Par cet avertissement il était fait savoir à Mme Y... que si elle persistait dans son attitude, des mesures seraient prises, risquant d'aboutir à son licenciement pour faute grave. Il était précisé qu'une autre faute de ce type ne saurait faire l'objet d'un nouvel avertissement.
La cour constate que le comportement de Mme Y..., laquelle a réitéré l'abandon de son poste pour des raisons ni impératives ni urgentes, est de nature à mettre en danger la sécurité des bénéficiaires de l'aide à domicile et à nuire au fonctionnement et à l'image de l'association, et qu'en conséquence la faute reprochée constitue une cause réelle et sérieuse de son licenciement.
Toutefois, la faute reprochée ne constituant pas une violation des obligations résultant de son contrat de travail ou des relations de travail d'une importance telle qu'elle rendait impossible le maintien de la salariée au sein de l'association pendant la durée du préavis, ne peut-être qualifiée de faute grave, privative de l'indemnité compensatrice de préavis et de l'indemnité de licenciement.

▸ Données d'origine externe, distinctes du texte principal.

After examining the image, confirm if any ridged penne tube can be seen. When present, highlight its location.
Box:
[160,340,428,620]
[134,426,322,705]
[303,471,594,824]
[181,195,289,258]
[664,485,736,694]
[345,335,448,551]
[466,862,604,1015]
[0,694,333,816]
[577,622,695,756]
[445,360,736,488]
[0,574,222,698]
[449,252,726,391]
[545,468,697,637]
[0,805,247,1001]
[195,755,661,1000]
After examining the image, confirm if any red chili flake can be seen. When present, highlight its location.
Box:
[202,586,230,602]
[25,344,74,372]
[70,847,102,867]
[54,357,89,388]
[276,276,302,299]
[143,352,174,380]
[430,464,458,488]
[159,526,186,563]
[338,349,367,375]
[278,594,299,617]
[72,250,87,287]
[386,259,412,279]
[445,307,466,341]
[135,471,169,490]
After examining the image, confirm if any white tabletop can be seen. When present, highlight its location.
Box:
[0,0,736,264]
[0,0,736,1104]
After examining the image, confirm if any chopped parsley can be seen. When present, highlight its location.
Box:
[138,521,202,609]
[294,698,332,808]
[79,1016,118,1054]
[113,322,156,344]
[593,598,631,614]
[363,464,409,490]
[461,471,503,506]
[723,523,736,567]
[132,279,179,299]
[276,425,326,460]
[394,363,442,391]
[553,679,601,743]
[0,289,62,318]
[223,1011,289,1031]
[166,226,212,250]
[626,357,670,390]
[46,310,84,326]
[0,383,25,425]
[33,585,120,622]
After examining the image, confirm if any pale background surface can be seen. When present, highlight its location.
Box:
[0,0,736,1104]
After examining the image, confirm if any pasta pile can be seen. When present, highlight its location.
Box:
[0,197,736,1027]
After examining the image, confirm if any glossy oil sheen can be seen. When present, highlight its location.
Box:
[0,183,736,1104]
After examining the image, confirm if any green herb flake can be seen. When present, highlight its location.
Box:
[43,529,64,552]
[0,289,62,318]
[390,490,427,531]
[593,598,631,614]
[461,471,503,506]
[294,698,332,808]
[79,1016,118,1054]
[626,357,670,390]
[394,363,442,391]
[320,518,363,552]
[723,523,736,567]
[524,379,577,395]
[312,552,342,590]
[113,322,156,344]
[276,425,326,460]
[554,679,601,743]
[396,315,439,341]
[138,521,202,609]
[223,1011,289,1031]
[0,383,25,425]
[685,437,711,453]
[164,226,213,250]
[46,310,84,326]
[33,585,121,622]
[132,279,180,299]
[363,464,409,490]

Compte tenu de l'ancienneté supérieure à deux ans de Mme Y... au sein de l'Association SOUS LE VENT AIDE FAMILLES, il lui est dû deux mois d'indemnité compensatrice de préavis. La somme de 1 327, 78 euros allouée à ce titre par les premiers juges, sera confirmée.
Mme Y... ayant une ancienneté de 7 ans et 7 mois à la fin du délai de préavis, et ayant perçu un salaire mensuel moyen de 771, 11 euros au cours des trois derniers mois de travail, a droit, en application des dispositions des articles L. 1234-9 et R. 1234-2 du code du travail, à une indemnité légale de licenciement d'un montant de 1 169, 51 euros.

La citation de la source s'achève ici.